Our Lady of Lourdes – Wellston.

Webster Groves Trust Company.

I swear we’re not done yet but this should give us plenty to jawbone over for awhile.  The springtime weather we’ve been waiting for so long is finally here.  As I am a witness, this is a good time of the year to be retired.  I’ll be back soon with another post of Maplewood History.

 

 

 

 

11 thoughts on “Still More Yet – Images from William Lyman Thomas’ 1911 History of St. Louis County, Missouri

  1. Where is the link to the 1911. MAP? Someone mentions it but I can’t find it. Thanks for all this info. It is great!

  2. I grew up in Webster Groves, from past memories Old Orchard was a Apple farm, we used to play in what was called Dooley field which was a pond at some time.. which is now a parking lot, my parents banked at the Trust Company. Things sure have changed, I’m 60 so I’m a 1960’s kid.. great pictures.

    • Hey Joe, Where exactly was the orchard and Dooley field? Was the Trust Co. at Lockwood and Gore? Thanks for your recollections.

      • Dooley Field was located behind the storefronts along the north side of Big Bend in Old Orchard. It was off N. Old Orchard Ave. Played many soccer games there as a kid.

        • The Trust Company was at Gore and Lockwood, Lambert’s dept store and hobby shop across the street. The Orchard was where old orchard business district is now standing.

  3. I’m pretty sure the church in Florissant is Sacred Heart because I went to elementary school there for the 3rd grade.

    • I think so too. I’m fairly familiar with it. And been back there a few times over the passing years. Hendel’s was just across the street. Though I suppose at that time they weren’t getting a bunch of kindergarteners in there seeking penny candy.

  4. I know it is not Maplewood but who were the Drummonds and what did they do to be able to afford a mansion like that? Even by today’s standards that is impressive.

    The picture of the guy with the cornfield. That is a sign of crossbreeding and genetic engineering maybe. Almost no corn grows that tall anymore. But the yield used to be maybe one ear of corn per plant since so much energy/life went into growing that large plant. Now they are much shorter and often can produce 2 or 3 ears of corn per plant.

    Or maybe the guy is just really short….

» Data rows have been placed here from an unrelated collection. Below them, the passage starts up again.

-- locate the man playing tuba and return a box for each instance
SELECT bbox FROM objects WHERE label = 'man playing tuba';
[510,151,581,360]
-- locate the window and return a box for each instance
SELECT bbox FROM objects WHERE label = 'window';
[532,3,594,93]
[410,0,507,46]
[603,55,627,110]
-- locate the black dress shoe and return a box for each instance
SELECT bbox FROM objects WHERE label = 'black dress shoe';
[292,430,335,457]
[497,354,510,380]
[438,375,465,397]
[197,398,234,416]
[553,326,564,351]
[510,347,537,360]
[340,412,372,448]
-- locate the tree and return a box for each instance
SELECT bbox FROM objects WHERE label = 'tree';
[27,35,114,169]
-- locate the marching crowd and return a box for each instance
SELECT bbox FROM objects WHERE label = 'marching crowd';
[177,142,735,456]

    • I wondered what happened to the Drummond Mansion? I tried to google it but found this article and the history book online. I’m guessing it was torn down. Years ago I read about a spectacular mansion that was torn down for one of the interstates, but that might have been 40 rather than 44.

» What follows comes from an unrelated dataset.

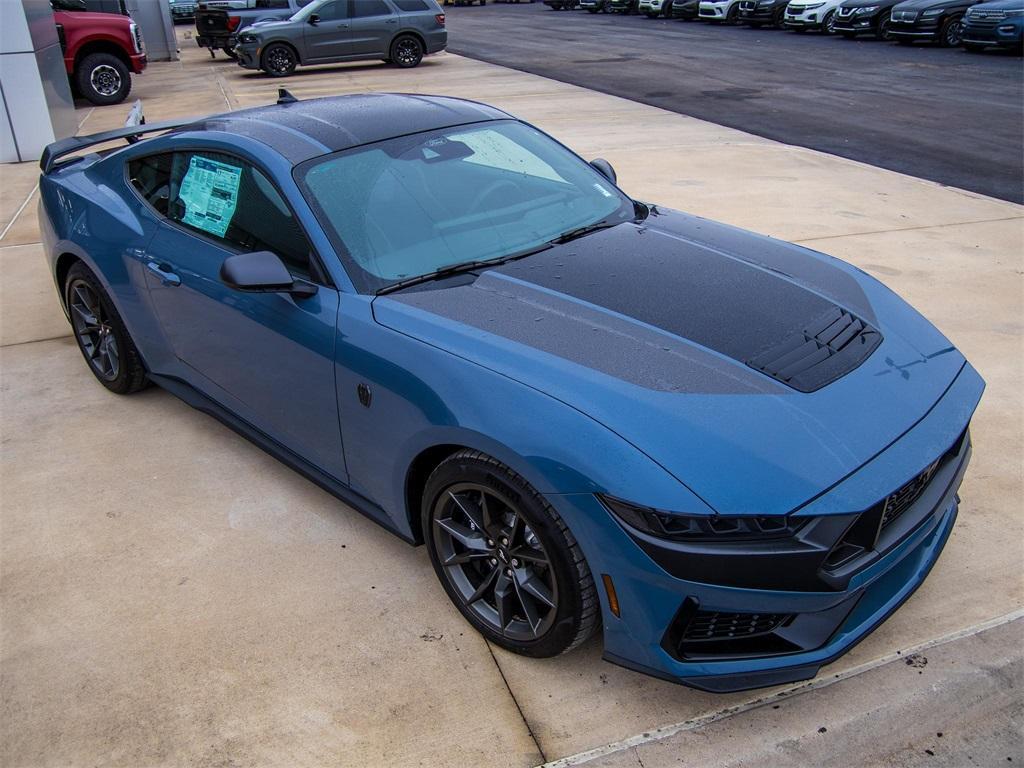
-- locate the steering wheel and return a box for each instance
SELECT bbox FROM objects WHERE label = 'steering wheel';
[469,178,519,213]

      • Gary, You might find an article explaining where it went on Newspapers.com. It is available online if you have a STL Co. library card. It is very likely it fell to I-44. The freeways have done a lot of damage to our cities. Thanks for your comment.

    • Mark, I found quite a lot on the Drummonds on Newspapers.com. James Drummond was a St. Louis based manufacturer of tobacco products, one of which (or maybe all of which) was plug tobacco. His Drummond Tobacco Company was second largest in the country. He was very rich. He died about 1897. His company was sold to the Tobacco Trust which became American Tobacco Co. He had four children Harrison, James Jr. , Ruth and Charles. Harrison was president when the company was sold. He was an astute businessman and turned his $1M share of his Dad’s $4M estate into $5M of his own in just 5 years. This was an astounding amount of money in the very early 1900’s. Charles was the black sheep. He couldn’t handle the money, got in a lot of trouble as a bigamist and on and on. There are a lot of articles about him. The Drummond mansion in Webster Groves must have belonged to one of the sons. It is far too small of a place for Harrison. As for the cornfield, I like your comment that “maybe the guy is just really short”. That’s funny. Thanks.